EVOLVE, whose members include AT&T, Verizon, Ericsson, Nokia and Qualcomm, was equally scathing in its criticism. "Unfortunately, the Wi-Fi Alliance has buckled under political pressure from the cable lobby and proposed a one-sided plan that is fundamentally unfair to new technologies."
In response, the Alliance said its proposal was the result of an effort that included some of its latest critics. "Almost everybody is unhappy with some aspect of the coexistence test plan because, by it's nature, it is a product of a collaborative process that requires parties to compromise to get where we are today," said Kevin Robinson, vice president of marketing for the Wi-Fi Alliance.
The Alliance is in the middle of a war between carriers and cable operators that stand to win or lose billions of dollars, depending on how LTE-U will be allowed to operate on the Wi-Fi spectrum.
Clashing business goals, not technology
Cable companies are rolling out hundreds of thousands of free Wi-Fi hotspots across the nation to distribute paid services to subscribers. Mobile carriers, on the other hand, make money when subscribers stay on their data networks. In 2014, Verizon formed the LTE-U Forum to work with other carriers on using the public Wi-Fi spectrum.
From a technical standpoint, LTE-U and Wi-Fi devices can coexist on the same network, said Sathya Atreyam, an analyst at IDC. What carriers and cable companies are fighting over are the rules for when data traffic will move over LTE-U or Wi-Fi.
"Technology-wise, anything can be solved," Atreyam said. "It is the business side of things, which is not impossible, but difficult."
The rancor between the parties has left the Alliance with the onerous task of brokering an agreement to complete the test. "They are, unfortunately, stuck in a big way between these two camps," Atreyam said.

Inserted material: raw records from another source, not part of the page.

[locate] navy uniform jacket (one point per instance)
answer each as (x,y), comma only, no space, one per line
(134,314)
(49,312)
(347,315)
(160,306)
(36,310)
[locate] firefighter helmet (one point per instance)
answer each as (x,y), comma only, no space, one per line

Ensuring LTE-U doesn't degrade network quality is critical to schools, libraries, homeowners and businesses that depend on Wi-Fi for accessing the internet. Because of potential damage, government intervention is possible, if the Alliance fails to bring both sides together.
Government on the sidelines
For now, the Federal Communications Commission (FCC), which has jurisdiction over the public spectrum, has preferred to let the tech industry find a solution. Qualcomm, however, questioned whether a compromise was possible, given the latest test specifications have "the clear purpose of trying to keep the benefits of LTE-U away from consumers and off the unlicensed spectrum."
"We believe that the FCC should disregard this latest version of the [test] plan, particularly because the watchword for unlicensed spectrum is supposed to be permission-less innovation, not incumbent protection," the company said.
The Alliance, however, said it believes government intervention won't be necessary. "The Wi-Fi Alliance is certainly confident that the coexistence test plan being developed within our organization will provide an accurate determination of whether LTE-U equipment does, in fact, share fairly with Wi-Fi and preserve the experience for Wi-Fi users," Robinson said.
Other industry experts are not so sure the FCC can stay on the sidelines. In Japan and the European Union, government regulators decide how LTE-U operates within the Wi-Fi spectrum, and the same is likely needed in the United States, said Akshay Sharma, an analyst at Gartner. "The FCC will need to make a policy statement."
A telecom standards body, called the 3GPP, is developing a more Wi-Fi-friendly technology, called License-Assisted Access (LAA), which could make government intervention unnecessary. Unlike LTE-U, which can take over a channel already in use, LAA-enabled devices wait their turn to talk on the network.
While LAA could eventually mark a truce in the battle, LTE-U proponents want to get on Wi-Fi networks today, rather than wait for LAA, which is at least 12 to 18 months away from release, Atreyam said. "It's a question of time."